In general, it takes about 100 million won every three years for a nuclear power plant component supplier to maintain its KEPIC certification. It is given only to companies comprehensively capable of component design, production, installation, construction, operation, repair and maintenance so that high facility quality can be ensured from the beginning. This means the nuclear power plant industry has a very high entry barrier and those companies are almost irreplaceable. However, the companies are giving up on their component supply business in order to survive and South Korea’s nuclear power industry is now on the verge of collapse.

Concerns have been expressed since October 2017, when the government announced the policy. The government has reiterated that there will be no nuclear power plant repair and maintenance problems because component suppliers are still there. What is actually occurring now is opposite to what it said. Once the ecosystem of the industry collapses, imported components are the only option, and then problems will arise with regard to cost, safety, delivery, repair and maintenance schedule.

Besides, such components will have to be imported from a very small number of countries, including the United States and France.

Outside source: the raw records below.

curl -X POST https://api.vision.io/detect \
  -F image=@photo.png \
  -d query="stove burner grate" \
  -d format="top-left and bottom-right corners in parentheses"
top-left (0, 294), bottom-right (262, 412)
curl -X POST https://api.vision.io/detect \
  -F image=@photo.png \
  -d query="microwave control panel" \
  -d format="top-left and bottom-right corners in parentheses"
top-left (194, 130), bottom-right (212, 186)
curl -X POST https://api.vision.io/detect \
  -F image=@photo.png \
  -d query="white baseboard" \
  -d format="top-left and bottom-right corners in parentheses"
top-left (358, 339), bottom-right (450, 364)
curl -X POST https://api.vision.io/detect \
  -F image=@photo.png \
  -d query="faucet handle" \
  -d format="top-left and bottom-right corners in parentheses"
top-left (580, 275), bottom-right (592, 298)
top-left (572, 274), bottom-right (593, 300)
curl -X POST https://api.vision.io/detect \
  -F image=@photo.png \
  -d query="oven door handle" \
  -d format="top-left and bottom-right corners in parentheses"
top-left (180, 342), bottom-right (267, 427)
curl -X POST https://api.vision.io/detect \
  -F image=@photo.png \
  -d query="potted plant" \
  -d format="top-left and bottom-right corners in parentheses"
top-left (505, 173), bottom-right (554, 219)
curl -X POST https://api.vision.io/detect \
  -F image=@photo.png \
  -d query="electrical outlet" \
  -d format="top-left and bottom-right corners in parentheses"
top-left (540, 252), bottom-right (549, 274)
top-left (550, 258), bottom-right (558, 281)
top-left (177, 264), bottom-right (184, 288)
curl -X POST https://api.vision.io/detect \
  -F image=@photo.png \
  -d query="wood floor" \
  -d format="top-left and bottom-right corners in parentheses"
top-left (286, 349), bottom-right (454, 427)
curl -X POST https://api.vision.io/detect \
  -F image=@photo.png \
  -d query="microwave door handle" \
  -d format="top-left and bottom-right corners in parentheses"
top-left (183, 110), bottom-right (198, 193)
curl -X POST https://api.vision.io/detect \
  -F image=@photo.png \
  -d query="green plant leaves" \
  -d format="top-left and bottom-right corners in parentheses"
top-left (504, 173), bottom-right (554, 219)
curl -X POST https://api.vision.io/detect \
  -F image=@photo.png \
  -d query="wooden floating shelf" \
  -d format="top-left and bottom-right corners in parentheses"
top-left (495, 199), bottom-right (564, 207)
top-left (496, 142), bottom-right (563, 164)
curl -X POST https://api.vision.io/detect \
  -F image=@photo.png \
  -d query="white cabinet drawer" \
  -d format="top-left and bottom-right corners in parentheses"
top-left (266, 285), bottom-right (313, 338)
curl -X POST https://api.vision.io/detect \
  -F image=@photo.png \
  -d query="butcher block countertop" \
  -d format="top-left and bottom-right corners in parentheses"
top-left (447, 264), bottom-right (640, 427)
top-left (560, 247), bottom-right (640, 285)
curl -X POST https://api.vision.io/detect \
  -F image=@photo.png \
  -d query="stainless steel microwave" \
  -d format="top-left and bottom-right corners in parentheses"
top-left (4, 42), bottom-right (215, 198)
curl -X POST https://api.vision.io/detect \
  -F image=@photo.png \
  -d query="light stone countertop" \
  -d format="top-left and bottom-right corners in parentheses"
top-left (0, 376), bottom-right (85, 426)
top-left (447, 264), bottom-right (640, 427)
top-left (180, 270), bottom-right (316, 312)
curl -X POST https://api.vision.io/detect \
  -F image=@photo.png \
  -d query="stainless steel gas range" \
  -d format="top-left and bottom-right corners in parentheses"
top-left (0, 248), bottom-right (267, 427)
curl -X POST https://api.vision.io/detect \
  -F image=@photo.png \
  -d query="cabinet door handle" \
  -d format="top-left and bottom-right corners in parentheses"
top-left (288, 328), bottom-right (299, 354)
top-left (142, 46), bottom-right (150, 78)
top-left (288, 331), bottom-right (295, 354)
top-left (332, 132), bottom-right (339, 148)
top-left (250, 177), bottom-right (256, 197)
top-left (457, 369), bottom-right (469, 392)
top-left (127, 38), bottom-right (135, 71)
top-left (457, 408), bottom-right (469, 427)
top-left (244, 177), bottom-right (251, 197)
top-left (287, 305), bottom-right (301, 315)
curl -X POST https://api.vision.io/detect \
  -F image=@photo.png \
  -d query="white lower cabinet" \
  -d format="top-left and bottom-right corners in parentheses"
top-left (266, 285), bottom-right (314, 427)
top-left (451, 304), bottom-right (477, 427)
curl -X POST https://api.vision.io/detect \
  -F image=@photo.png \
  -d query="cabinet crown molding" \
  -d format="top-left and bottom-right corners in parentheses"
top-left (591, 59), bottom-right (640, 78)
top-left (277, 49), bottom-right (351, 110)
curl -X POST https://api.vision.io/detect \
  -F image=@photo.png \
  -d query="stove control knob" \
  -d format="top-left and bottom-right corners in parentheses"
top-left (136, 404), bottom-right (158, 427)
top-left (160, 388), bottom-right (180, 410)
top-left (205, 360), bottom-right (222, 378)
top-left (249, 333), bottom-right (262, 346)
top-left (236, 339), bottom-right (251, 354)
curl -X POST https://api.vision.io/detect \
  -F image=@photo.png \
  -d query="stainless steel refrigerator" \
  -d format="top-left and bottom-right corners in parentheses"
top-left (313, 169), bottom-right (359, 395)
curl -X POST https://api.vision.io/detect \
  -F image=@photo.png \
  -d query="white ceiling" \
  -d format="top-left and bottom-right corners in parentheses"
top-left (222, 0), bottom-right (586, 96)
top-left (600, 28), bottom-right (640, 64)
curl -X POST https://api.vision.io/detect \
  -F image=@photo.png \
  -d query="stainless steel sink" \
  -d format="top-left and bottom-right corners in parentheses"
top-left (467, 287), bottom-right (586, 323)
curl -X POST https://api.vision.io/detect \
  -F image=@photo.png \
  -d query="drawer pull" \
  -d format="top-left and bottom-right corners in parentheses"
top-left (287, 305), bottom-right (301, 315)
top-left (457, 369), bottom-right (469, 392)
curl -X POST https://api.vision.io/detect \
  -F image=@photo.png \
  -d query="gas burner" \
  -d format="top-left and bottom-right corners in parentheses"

Needless to say, nuclear power plant repair and maintenance based on imported components will cost much more than that based on domestically supplied ones.

“A collapsed ecosystem will lead to serious problems with little possibility of restoration,” said professor Sung Poong-hyun at the Department of Nuclear & Quantum Engineering of the Korea Advanced Institute of Science and Technology, adding, “The government needs to change its policy so that, for example, the construction of Shin-hanul Nuclear Power Plant Units 1 and 2 can be resumed and South Korean companies can continue with their business in overseas power plant construction markets.”